Cyril Regnate Natixis
HSBC believes that, on the other hand, we should see a reduction in payment terms on the issue. This has been the case since the summer of 2022, and the phenomenon should increase. Investors will have less need to travel the longer part of the curve to find returns that satisfy them.
The European Union inhabiting the landscape
In 2023, the fifth issuer of bonds in the euro zone will not be the country, but the European Union itself. It should borrow between 140-160 billion euros in the markets. Contrary to fears expressed by certain players as they accelerate their troubles through the Sure programs and the Next Generation EU recovery plan, these debt increases do not adversely affect sovereign borrowers.
First, because the funds raised by the EU are allocated to European countries and actually reduce their financial needs. And then, because it is not yet seen as the equivalent of a state. Investors perceive it more as a supranational agency as long as it issues securities under programs in specified amounts. An initiative by Brussels to “bundle” various bond lines to offer greater visibility and liquidity could be the start of normalization. But markets are waiting for a clear signal that it will become a repeat issuer.
Competition on green emissions
European countries are leading the development of green bonds amounting to around €163 billion.

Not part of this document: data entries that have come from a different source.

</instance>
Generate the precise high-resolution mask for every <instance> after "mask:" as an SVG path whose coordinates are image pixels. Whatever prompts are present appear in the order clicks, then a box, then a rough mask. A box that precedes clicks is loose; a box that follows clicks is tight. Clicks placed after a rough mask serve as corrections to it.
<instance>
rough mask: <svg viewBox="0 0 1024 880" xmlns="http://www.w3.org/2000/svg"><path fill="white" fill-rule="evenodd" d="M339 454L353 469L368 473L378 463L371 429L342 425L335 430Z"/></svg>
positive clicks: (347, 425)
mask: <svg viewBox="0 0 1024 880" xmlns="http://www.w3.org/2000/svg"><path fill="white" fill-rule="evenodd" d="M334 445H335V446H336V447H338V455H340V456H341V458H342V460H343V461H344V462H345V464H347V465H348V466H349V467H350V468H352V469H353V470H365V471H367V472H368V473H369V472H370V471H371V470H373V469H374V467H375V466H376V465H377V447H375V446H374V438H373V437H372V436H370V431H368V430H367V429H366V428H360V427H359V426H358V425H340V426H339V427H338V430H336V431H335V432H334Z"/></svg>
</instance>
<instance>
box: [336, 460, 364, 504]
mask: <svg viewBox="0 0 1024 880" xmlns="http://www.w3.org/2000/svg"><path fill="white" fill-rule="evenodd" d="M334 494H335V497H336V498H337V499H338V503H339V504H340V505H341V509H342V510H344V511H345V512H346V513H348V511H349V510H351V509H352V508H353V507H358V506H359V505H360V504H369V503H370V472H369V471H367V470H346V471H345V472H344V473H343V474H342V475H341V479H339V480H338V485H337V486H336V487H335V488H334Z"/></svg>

And they intend to continue. France even issued its first inflation-indexed green bond this year.
But the European Commission can stop them in their tracks. HSBC warns it has committed to issuing €250bn of green bonds by 2026, making it the world’s largest issuer. However, these amounts are intended to finance environmental measures implemented by euro zone countries. This further reduces the number of projects that are the basis for issuing national green bonds, the bank emphasizes. However, it estimates 36 billion euros worth of new green or sustainable sovereign bonds to be raised next year.